The movement kicked off its first and only Sunday occupation at the end of a morning service at St. Ambroise, a parish in central Paris. A week later, eager to dampen this sudden radicalization, Bishop de Berranger, Cardinal Jean-Marie Lustiger of Paris and six other bishops called for an end to all church occupations. They said the church would continue to support the sans-papiers but that occupations had reached their limit. Although the move surprised the sans-papiers, most remained grateful for the clergy’s initial support. Ali Mansouri, a spokesperson, said they could not forget what the church had done.
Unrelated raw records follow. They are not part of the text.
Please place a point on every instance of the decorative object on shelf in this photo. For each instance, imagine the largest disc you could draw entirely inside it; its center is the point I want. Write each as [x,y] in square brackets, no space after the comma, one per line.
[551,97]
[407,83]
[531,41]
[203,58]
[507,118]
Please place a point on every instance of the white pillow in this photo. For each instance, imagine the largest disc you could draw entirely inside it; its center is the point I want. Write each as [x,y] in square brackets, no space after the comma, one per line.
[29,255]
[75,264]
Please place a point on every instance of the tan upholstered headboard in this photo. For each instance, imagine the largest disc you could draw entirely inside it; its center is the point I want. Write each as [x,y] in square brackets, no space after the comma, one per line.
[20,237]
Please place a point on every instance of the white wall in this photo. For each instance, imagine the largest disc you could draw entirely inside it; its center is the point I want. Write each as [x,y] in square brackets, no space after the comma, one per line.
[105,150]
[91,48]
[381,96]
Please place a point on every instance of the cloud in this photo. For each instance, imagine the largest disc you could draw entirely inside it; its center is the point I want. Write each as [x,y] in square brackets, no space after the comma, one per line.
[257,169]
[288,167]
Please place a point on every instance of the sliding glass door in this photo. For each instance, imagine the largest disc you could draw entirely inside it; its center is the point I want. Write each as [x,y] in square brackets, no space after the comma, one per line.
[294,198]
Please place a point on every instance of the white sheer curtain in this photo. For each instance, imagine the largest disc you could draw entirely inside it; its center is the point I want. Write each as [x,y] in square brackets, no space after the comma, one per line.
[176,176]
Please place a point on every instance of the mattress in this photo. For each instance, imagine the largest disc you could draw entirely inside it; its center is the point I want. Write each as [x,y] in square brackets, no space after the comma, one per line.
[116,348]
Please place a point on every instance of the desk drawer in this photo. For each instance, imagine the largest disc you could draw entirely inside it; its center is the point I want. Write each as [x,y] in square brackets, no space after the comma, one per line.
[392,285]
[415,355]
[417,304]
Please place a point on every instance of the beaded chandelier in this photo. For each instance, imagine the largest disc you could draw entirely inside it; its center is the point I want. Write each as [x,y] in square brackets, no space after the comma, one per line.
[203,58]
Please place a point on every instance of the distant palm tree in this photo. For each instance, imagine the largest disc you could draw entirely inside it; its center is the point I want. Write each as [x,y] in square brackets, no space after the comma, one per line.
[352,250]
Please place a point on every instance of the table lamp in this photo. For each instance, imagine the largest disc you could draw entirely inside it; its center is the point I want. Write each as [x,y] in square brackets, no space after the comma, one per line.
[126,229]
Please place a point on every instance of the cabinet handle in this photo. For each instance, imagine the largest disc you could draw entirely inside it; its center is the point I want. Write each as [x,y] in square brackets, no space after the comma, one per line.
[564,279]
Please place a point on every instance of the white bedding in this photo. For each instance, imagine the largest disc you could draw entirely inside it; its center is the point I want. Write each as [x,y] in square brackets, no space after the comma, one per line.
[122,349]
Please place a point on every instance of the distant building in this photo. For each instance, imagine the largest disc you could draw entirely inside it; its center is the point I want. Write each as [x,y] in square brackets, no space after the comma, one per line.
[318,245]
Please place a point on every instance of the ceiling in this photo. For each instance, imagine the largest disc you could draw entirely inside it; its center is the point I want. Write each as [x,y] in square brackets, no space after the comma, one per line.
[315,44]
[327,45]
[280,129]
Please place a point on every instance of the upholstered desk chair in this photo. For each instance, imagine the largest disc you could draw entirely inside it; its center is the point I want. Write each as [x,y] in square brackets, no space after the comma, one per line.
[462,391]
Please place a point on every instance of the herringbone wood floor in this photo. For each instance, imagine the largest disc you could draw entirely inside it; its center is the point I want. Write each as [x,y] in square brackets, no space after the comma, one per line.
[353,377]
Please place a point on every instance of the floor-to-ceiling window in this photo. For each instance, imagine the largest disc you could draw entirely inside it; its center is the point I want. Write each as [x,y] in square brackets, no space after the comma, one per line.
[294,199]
In early November, the church, remaining faithful to its new policy, asked police to remove about 200 undocumented migrants, who at the end of an evening service attempted to occupy the St. Jacques-St. Christophe parish.

More importantly, according to Bishop Brunin, who also heads the French bishops’ Committee on Immigration, the occupying of churches fueled a necessary debate on immigration in France. The role of the church is to participate in this debate, he asserted, so it can explain the new realities brought on by globalization. We have to accept that in a global economy there are going to be more immigrants, he added.

In this debate the church has traditionally backed immigrants. In 1996 Pope John Paul II urged the church to educate Christian communities about the plight of immigrants, because those communities could be contaminated by a public opinion hostile to immigrants. The church, he said, is where illegal immigrant workers are recognized and welcomed as brothers. That same year the French clergy backed a group of mostly West African immigrants who occupied the St. Bernard Church in Paris until riot police forcefully removed them.

Bishop Brunin says that at a time when immigration into France and other industrialized countries is likely to increase, people have to be educated about its cause and consequences. Emmanuel Peignard writes, Immigration is still in some cases put forward as the remedy for the ageing population. But according to Bishop de Berranger, the government has yet to accept this pressing reality. Today, in his view, there is a lot of government hypocrisy on this subject.

Education is crucial, according to Bishop Brunin and Bishop de Berranger, because with growing immigration, issues such as immigrant rights or integration with the native population will have to be resolved. We also have to think about the developing countries, observes de Berranger. The clergy cannot turn a blind eye to the long-term consequences of massive migration. The growing migration to industrialized countries, he points out, will hurt developing countries by depleting them of needed human capital.

In France, cooperation between the church and the immigrant community is ongoing. Parishes have helped immigrants navigate the French bureaucracy to obtain resident permits; they have also provided them with basic necessities like lodging or food. The French Catholic Church has always sided with immigrants, says Bishop de Berranger, because behind this problem there is a real question of justice. These are people stripped of any rights, who could easily be forgotten, according to Bishop Brunin. For the sans-papiers France remains first and foremost an opportunity to earn hard cash they can wire home to feed their families.

Some, like Touré Mohamed, 34, who recently arrived from Mali in West Africa, views his coming to France as poetic justice. During colonial times they exploited us. Now it is our turn to come back, he explains.

Yet for people without papers the exploitation continues. Long working hours, constant fear of police roundups and low wages are daily realities. When you see how they live here, the sort of isolation they are ready to face in settling here, you can only imagine that it is worse where they come from, Bishop de Berranger said.

Sissoko Anzoumane, 38, who has been in France for 11 years, says migration was his only choice. If I could have stayed home to feed my family I would have.